I learn that the algebraic closure of rational numbers are algebraic numbers. Is this true in general, namely
For all field $F$ and its algebraic closure $\bar F$, does $\alpha\in \bar F$ imply $\alpha$ is algebraic over $F$?
My idea:
The set of algebraic elements in the algebraic closure $F$ forms a field, since for every algebraic elements $\alpha, \beta \in \bar F$, $\alpha+\beta, -\alpha, \alpha \beta, \alpha^{-1} \in F(\alpha, \beta)$. But $[F(\alpha, \beta)]= [F(\alpha)(\beta): F(\alpha)][F(\alpha):F]$ is finite, so all the four of them is again an algebraic element.
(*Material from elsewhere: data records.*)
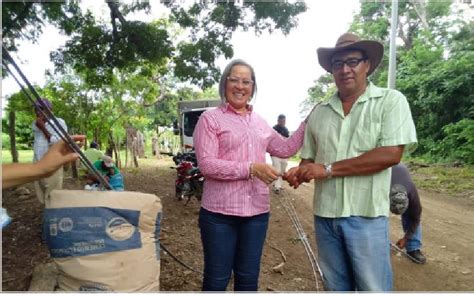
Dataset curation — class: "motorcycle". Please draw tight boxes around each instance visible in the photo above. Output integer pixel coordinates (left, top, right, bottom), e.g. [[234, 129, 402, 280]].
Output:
[[172, 152, 204, 205]]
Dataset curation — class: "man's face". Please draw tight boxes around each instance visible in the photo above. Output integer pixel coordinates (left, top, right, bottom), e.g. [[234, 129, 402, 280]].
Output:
[[331, 50, 370, 95]]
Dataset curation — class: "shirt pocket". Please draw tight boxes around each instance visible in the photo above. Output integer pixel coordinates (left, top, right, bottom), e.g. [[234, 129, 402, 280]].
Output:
[[354, 123, 381, 152]]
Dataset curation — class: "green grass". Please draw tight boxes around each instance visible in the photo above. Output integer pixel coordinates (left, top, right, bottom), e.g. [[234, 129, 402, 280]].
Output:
[[1, 149, 33, 163], [406, 159, 474, 197]]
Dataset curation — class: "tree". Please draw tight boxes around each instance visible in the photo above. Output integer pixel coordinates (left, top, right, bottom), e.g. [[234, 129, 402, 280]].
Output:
[[2, 1, 306, 88]]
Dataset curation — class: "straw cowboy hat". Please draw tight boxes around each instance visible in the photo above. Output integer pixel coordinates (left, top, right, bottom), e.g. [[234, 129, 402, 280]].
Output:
[[318, 33, 383, 76]]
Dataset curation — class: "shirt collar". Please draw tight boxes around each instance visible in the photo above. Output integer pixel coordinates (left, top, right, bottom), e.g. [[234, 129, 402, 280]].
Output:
[[322, 81, 383, 107], [221, 102, 253, 115]]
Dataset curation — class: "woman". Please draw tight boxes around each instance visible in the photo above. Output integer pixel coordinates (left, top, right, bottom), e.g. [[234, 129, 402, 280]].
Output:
[[194, 60, 305, 291]]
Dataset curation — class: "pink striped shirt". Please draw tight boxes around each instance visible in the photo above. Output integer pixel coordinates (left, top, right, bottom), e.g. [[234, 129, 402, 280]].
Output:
[[193, 104, 305, 217]]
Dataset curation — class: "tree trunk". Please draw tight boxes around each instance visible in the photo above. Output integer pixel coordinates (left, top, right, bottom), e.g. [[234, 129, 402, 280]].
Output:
[[8, 110, 18, 162]]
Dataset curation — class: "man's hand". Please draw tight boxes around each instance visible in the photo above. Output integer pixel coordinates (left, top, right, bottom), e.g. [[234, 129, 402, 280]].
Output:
[[296, 163, 326, 183], [283, 167, 301, 189], [397, 238, 407, 249], [252, 163, 279, 185], [37, 135, 86, 176]]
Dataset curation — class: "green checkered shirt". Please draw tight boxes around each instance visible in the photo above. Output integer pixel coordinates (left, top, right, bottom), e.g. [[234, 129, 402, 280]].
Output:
[[301, 83, 417, 218]]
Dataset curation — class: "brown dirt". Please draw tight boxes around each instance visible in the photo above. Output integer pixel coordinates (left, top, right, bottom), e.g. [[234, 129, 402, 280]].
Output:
[[2, 159, 474, 291]]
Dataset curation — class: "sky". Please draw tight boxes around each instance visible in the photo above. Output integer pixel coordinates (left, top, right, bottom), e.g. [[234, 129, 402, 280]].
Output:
[[2, 0, 360, 131]]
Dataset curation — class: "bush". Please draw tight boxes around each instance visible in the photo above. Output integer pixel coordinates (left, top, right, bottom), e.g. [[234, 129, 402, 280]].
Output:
[[433, 119, 474, 164]]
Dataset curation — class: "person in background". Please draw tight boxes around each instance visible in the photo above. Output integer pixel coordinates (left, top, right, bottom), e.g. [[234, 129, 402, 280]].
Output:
[[32, 99, 67, 204], [0, 135, 86, 229], [84, 141, 104, 164], [84, 155, 124, 191], [285, 33, 417, 291], [193, 60, 305, 291], [2, 135, 86, 189], [270, 114, 290, 194], [390, 163, 426, 264]]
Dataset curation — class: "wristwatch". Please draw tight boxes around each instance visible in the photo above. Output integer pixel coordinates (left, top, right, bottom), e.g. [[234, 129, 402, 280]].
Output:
[[323, 163, 332, 179]]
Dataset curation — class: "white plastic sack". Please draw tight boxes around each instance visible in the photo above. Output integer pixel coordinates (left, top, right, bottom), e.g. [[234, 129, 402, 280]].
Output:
[[43, 190, 162, 292]]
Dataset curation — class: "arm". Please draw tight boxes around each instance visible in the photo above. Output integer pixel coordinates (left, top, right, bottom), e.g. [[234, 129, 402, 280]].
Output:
[[2, 136, 85, 189], [285, 145, 404, 188], [193, 113, 250, 180]]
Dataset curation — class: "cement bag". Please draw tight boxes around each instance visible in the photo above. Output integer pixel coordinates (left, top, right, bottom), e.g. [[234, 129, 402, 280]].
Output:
[[43, 190, 162, 292]]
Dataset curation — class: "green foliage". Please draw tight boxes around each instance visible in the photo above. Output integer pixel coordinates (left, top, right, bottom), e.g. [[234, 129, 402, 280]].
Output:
[[0, 149, 33, 163], [409, 162, 474, 197], [300, 73, 336, 114], [435, 119, 474, 164]]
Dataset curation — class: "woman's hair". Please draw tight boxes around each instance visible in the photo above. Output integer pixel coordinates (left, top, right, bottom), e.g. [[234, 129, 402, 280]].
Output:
[[219, 59, 257, 103]]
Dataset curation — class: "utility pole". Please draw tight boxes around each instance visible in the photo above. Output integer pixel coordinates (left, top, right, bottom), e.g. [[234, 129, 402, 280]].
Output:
[[387, 0, 398, 89]]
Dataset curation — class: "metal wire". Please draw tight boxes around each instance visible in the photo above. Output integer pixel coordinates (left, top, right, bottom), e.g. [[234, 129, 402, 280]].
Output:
[[2, 45, 112, 190], [160, 243, 203, 274], [390, 242, 423, 264], [278, 191, 324, 291]]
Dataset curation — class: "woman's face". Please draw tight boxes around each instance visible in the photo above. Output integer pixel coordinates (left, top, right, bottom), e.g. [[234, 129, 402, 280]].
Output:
[[225, 65, 254, 112]]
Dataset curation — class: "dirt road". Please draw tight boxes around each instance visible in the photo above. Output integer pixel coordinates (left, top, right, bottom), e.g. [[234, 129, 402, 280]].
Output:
[[2, 160, 474, 291]]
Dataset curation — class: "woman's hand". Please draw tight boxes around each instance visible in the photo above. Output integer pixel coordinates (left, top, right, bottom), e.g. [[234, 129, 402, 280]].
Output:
[[252, 163, 279, 185]]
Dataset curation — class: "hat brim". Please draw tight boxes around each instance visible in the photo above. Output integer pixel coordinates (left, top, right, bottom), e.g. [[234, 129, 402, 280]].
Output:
[[318, 40, 383, 76]]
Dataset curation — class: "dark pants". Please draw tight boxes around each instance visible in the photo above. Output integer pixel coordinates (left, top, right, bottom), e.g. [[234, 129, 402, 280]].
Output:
[[199, 208, 270, 291]]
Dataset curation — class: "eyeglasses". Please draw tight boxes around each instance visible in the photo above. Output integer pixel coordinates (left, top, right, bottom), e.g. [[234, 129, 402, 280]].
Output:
[[331, 58, 367, 71], [227, 76, 253, 87]]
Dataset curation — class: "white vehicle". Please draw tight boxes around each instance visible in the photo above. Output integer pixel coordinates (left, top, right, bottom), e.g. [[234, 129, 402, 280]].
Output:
[[173, 100, 221, 152]]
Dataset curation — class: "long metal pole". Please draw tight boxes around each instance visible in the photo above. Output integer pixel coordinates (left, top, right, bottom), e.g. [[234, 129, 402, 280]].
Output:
[[387, 0, 398, 89]]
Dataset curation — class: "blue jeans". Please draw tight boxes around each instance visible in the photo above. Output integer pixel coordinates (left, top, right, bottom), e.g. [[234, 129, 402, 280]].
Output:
[[314, 216, 392, 291], [402, 214, 422, 252], [199, 208, 270, 291]]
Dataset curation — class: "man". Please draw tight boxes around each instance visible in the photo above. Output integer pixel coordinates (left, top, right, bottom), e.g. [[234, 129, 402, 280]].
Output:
[[390, 163, 426, 264], [284, 33, 416, 291], [271, 114, 290, 194], [32, 99, 67, 204]]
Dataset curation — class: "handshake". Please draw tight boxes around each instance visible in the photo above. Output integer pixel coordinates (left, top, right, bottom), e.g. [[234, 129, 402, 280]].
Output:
[[251, 162, 331, 189], [283, 162, 328, 189]]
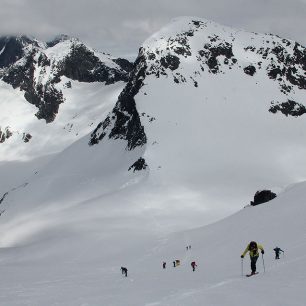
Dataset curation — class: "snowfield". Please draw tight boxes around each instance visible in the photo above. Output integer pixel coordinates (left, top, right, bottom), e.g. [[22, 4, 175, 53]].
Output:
[[0, 17, 306, 306], [0, 175, 306, 306]]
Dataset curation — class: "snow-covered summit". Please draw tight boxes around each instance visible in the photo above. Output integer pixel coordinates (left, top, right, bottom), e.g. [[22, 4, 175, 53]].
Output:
[[0, 17, 306, 306], [89, 17, 306, 218], [0, 36, 132, 160]]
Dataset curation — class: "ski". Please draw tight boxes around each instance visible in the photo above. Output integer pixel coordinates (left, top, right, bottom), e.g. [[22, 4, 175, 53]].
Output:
[[246, 272, 258, 277]]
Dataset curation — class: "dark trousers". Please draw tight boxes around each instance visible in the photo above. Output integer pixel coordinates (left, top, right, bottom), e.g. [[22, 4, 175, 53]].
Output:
[[275, 252, 279, 259], [250, 256, 258, 272]]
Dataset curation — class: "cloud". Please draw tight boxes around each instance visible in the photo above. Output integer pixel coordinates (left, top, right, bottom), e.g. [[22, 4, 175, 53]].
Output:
[[0, 0, 306, 55]]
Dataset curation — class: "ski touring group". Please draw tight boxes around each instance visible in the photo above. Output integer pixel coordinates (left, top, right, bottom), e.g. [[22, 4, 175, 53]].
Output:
[[121, 241, 285, 277]]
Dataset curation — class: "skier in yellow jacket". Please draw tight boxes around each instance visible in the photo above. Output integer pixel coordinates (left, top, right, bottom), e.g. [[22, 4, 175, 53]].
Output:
[[241, 241, 265, 275]]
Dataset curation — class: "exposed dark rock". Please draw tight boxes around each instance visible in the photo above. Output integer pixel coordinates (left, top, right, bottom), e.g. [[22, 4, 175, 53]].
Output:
[[113, 58, 134, 72], [89, 49, 147, 150], [22, 133, 32, 142], [0, 35, 132, 123], [198, 36, 236, 73], [269, 100, 306, 117], [243, 65, 256, 76], [251, 190, 276, 206], [128, 157, 148, 172], [58, 44, 130, 84], [0, 127, 13, 143], [0, 192, 8, 204], [47, 34, 70, 48], [160, 54, 180, 70]]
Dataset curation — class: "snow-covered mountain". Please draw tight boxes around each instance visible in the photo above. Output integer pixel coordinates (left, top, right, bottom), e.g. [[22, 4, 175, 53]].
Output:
[[0, 35, 132, 160], [0, 17, 306, 306]]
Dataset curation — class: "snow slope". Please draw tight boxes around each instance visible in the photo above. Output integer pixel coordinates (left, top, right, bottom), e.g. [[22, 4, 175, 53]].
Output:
[[0, 36, 131, 161], [0, 18, 306, 306], [0, 172, 306, 306]]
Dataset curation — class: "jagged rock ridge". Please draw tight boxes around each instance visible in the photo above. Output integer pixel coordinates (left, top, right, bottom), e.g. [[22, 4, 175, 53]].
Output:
[[0, 36, 132, 123]]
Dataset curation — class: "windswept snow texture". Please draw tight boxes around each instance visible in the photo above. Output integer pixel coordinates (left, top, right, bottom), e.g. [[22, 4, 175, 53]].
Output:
[[0, 36, 132, 160], [90, 17, 306, 220], [0, 17, 306, 306], [0, 170, 306, 306]]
I think that what I conjectured is not true. Actually, in the famous proof of the existence of algebraic closure over a field (due to E. Artin), the algebraic closure of $F$ is constructed as follows:
- Construct a field $F_1$ over $F_0:=F$ by taking quotient ring over a huge polynomial ring and its maximal ideal so that every polynomial $p(x)\in F[x]$ has a root.
- Construct $F_2$, $F_3$, ... similarly.
- Define $E=\bigcup_{k=0}^{\infty} F_k$. Then $E$ is the algebraic closure of $F$ that we want.
If the field of all algebraic numbers over any field is algebraic closed, then we do not have to construct $F_2$, $F_3$, ... sequentially. It seems that if $F$ is perfect, then every algebraic element over $F$ is contained in $F_1$, so $F_1$ is already sufficient. We don’t have to bother to write down the rest of the proof.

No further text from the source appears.